Clifton Park Museum
Clifton Park Museum is a medium-sized municipal museum situated in Clifton House on the western edge of Clifton Park in Rotherham, South Yorkshire, England. It is one of several publicly owned museums and visitor attractions administered by the Metropolitan Borough of Rotherham and is the headquarters of Heritage Services, which also includes the York and Lancaster Regimental Museum and Archives and Local Studies.
The museum collections include local social and industrial history, archaeology, natural sciences, coins and medals and fine and decorative arts. These include Roman remains from Templeborough, and Nelson, a stuffed Cape Lion. The museum is noted for its particularly fine collection of Rockingham Pottery, including one of only two specimens of porcelain 'Rhinoceros Vase', which were created as showcases of the work of the pottery.
Clifton House, built in 1783, is a Grade 2* listed building designed by John Carr of York. It was once the seat of the Walker family, who were early industrialists involved in the manufacture of iron and steel.
The house and park were purchased by the Municipal Borough of Rotherham in 1891 and the museum was first opened to the public later that year with the majority of its exhibits loaned by local people. It was administered by the Borough Librarian with a succession of honorary curators until the 1970s. In 1974 the soot blackened stonework was cleaned and the museum building was extended when a roof was placed over the original open courtyard. A Museum education loans service was set up for use by schools in the Borough, and professional staff were employed to catalogue and display the collections. Clifton Park Museum was one of the earliest museums to achieve full registration by the Museums Council in 1989.

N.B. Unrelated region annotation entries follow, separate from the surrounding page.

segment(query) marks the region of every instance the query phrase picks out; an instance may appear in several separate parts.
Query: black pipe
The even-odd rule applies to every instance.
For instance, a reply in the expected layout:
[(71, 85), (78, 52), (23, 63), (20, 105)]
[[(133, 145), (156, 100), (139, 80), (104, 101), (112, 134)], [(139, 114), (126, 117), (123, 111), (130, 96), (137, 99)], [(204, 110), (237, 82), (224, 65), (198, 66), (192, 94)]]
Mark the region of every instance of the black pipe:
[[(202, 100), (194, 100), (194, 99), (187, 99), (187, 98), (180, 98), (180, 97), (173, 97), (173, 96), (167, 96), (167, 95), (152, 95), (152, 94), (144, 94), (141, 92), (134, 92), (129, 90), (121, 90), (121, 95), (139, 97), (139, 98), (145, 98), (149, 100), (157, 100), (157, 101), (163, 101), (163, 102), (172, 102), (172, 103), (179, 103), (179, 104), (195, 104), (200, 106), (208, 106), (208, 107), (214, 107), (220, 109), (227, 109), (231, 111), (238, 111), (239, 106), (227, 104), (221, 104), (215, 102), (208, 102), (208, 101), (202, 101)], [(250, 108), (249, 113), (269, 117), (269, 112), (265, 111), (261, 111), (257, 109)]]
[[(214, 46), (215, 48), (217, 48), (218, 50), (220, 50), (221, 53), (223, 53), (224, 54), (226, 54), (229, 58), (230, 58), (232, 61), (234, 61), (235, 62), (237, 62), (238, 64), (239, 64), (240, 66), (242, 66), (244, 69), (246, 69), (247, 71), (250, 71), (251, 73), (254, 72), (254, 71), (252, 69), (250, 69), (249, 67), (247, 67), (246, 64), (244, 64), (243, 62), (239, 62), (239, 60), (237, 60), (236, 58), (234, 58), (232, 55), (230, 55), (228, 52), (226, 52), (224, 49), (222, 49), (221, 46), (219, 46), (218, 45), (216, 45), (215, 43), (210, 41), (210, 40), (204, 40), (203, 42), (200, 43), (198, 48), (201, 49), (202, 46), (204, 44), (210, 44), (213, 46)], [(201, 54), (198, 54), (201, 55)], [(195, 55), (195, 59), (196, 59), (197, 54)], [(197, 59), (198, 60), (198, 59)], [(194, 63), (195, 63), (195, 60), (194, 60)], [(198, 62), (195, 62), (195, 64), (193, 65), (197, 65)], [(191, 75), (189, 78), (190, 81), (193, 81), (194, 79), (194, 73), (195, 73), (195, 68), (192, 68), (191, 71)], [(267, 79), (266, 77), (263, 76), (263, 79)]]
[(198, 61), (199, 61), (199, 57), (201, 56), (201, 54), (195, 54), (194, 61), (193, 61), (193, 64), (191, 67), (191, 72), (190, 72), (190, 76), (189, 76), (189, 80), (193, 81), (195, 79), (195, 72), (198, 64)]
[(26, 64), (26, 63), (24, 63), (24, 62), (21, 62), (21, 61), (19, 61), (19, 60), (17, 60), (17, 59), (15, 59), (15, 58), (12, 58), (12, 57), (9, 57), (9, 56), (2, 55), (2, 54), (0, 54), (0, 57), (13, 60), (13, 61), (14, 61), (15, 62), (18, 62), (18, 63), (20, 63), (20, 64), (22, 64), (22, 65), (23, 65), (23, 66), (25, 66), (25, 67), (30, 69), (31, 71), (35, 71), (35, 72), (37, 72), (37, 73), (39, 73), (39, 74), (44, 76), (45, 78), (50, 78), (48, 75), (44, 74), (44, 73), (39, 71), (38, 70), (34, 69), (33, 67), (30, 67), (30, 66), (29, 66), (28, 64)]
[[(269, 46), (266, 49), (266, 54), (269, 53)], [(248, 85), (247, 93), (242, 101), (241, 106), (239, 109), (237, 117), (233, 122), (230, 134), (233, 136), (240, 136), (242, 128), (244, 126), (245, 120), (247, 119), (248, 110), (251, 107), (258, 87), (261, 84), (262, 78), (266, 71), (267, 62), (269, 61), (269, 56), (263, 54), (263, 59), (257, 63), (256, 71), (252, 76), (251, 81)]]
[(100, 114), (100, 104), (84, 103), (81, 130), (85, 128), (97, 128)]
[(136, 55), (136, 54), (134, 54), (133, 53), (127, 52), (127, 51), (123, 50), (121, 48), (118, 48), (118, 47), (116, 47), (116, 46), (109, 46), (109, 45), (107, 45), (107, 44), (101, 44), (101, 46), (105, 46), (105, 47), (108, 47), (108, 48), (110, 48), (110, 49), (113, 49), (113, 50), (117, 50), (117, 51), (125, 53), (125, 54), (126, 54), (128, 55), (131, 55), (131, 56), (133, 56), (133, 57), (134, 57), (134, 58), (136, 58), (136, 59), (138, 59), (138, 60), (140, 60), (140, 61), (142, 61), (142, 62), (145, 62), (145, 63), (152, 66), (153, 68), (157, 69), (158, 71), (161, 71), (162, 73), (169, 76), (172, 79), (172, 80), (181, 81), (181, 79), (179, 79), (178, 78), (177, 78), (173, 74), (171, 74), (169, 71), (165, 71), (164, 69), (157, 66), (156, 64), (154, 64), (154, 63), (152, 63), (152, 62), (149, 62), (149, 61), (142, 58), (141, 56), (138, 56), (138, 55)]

In 2003 the museum closed for a major refurbishment of the building and displays, partly funded by the Heritage Lottery Fund. During this time it was twice shortlisted for the Gulbenkian Prize for Museum of the Year in 2003 and 2004, for its innovative outreach programmes, despite the building being closed to the public.
The refurbishment cost £3 million in total and included major repairs to the roof, heating systems, stonework, windows and electrical systems. In addition to new displays, improved public facilities included a study room, a cafeteria and a gift shop. A lift was also installed to make the building fully accessible to disabled visitors. The interior was redecorated using the exact colour scheme as used when the building was a Georgian country house in the 18th century.
Clifton Park Museum re-opened to the public on 29 January 2005. It is open Monday to Friday - 10am to 5pm, Saturday - 9.30am to 5.00pm, Sunday - 1.30pm to 4.30pm. Admission is free.